Python Beautifulsoup，获取href标签，在一个标签中

Question

i had problem with getting href tag, so my case like this, this is the html file:我在获取href标签时遇到了问题，所以我的情况是这样的，这是html文件：

<div class="list-product with-sidebar">
 <a class="frame-item" href="./produk-a.html" target="_blank" title="Produk A">

 </a>
 <a class="frame-item" href="./produk-b.html" target="_blank" title="Produk B">

 </a>
</div>

so here my code所以这里是我的代码

    def get_category_item_list(category):
        base_url = 'https://www.website.com/'
        res = session.get(base_url+category)
        res = BeautifulSoup(res.content, 'html.parser')
        all_title = res.findAll('a', attrs={'class':'frame-item'})
        data_titles = []
        for title in all_title:
            product_link = title.get('a')['href']
            data_titles.append(product_link)
        return data_titles

what i want to get is, href links.. like this我想得到的是， href链接..像这样

produk-a.html
produk-b.html

when i try to run it.. it wont let me get link on href , they give error code:当我尝试运行它时..它不会让我获得href上的链接，它们会给出错误代码：

TypeError: 'NoneType' object is not subscriptable

Answer 1

I believe that your problem lies in this line:我相信你的问题在于这一行：

product_link = title.get('a')['href']

You already have a list of "a" elements, so you probably just need:您已经有一个“a”元素列表，因此您可能只需要：

product_link = title['href']

Answer 2

You didn't share with us the website, so one problem might be that the website block User Agents that looks like a bot (requests's user agent).您没有与我们共享该网站，因此一个问题可能是该网站阻止了看起来像机器人的用户代理（请求的用户代理）。 Debugging may help here, you can print the content of the page with resp.content/text .调试可能会有所帮助，您可以使用resp.content/text打印页面的内容。

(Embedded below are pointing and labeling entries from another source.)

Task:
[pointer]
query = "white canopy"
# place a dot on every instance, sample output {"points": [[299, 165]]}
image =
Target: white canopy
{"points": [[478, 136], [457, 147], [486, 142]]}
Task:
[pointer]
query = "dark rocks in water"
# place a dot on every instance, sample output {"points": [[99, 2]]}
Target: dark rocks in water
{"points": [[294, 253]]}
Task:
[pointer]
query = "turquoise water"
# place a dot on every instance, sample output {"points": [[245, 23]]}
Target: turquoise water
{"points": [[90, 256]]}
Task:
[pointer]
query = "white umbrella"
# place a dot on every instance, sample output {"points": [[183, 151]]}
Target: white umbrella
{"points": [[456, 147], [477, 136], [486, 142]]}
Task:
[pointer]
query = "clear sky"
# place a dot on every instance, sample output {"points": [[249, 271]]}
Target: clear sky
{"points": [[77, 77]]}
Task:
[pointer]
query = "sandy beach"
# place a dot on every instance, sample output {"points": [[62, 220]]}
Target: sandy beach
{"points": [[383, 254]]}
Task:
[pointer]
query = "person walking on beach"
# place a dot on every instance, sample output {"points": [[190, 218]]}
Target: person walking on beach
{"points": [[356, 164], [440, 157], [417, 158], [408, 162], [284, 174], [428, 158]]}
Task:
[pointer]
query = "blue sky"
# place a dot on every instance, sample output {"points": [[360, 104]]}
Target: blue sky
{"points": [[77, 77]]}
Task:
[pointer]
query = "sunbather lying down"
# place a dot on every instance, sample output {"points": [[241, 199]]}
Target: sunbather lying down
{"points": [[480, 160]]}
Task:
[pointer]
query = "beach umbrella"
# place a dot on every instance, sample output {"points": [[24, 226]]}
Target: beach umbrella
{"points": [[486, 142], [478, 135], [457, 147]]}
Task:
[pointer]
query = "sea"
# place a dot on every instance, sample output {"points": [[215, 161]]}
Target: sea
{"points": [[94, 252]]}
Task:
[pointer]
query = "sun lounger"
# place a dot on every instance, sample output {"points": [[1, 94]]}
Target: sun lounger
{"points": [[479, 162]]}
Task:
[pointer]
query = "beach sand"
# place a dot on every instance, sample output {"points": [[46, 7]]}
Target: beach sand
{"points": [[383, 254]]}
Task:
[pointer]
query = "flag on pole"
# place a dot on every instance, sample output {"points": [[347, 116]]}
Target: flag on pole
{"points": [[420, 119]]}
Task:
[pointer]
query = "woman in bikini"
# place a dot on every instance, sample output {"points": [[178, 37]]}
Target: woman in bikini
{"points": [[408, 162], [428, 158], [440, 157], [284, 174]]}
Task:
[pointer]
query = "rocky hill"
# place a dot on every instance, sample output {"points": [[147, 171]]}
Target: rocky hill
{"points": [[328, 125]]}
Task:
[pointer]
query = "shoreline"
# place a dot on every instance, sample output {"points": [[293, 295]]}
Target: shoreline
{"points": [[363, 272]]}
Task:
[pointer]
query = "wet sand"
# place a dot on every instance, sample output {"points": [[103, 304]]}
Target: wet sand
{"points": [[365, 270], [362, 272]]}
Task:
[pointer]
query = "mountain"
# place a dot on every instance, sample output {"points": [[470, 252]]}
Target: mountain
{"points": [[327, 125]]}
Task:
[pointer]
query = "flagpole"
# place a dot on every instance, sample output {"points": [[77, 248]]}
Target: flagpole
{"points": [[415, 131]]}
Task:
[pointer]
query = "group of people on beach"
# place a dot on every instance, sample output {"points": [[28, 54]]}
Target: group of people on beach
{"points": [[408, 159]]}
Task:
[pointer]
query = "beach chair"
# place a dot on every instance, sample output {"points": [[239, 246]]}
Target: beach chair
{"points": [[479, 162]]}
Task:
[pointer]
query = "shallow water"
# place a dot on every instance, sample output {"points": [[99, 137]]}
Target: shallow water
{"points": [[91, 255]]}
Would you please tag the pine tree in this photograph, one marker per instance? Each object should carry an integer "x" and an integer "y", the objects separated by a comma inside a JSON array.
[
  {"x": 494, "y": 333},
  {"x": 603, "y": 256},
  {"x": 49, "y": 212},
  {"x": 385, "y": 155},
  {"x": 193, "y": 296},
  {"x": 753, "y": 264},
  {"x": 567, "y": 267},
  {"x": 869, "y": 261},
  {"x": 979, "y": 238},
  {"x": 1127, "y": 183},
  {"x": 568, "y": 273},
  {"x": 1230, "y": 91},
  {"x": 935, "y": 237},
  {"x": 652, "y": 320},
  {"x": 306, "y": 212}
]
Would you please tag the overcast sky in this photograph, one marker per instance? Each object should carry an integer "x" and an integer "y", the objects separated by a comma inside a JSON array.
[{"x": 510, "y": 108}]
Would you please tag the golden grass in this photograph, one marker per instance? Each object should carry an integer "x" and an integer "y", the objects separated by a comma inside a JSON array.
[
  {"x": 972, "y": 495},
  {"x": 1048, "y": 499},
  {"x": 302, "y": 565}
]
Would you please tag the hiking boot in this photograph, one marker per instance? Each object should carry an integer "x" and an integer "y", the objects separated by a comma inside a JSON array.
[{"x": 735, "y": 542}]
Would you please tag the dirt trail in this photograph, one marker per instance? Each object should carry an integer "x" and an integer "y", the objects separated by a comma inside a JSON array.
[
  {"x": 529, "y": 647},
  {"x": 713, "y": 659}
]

I created an HTML file called index.html and then I read the file and scrape it's content.我创建了一个名为index.html的 HTML 文件，然后我读取了该文件并抓取了它的内容。 I changed a little bit the code and it seems to be work fine.我稍微更改了代码，它似乎工作正常。

soup.find returns an <class 'bs4.element.Tag'> , so you can access it's attributes with attribute['a'] . soup.find返回一个<class 'bs4.element.Tag'> ，因此您可以使用attribute['a']访问它的属性。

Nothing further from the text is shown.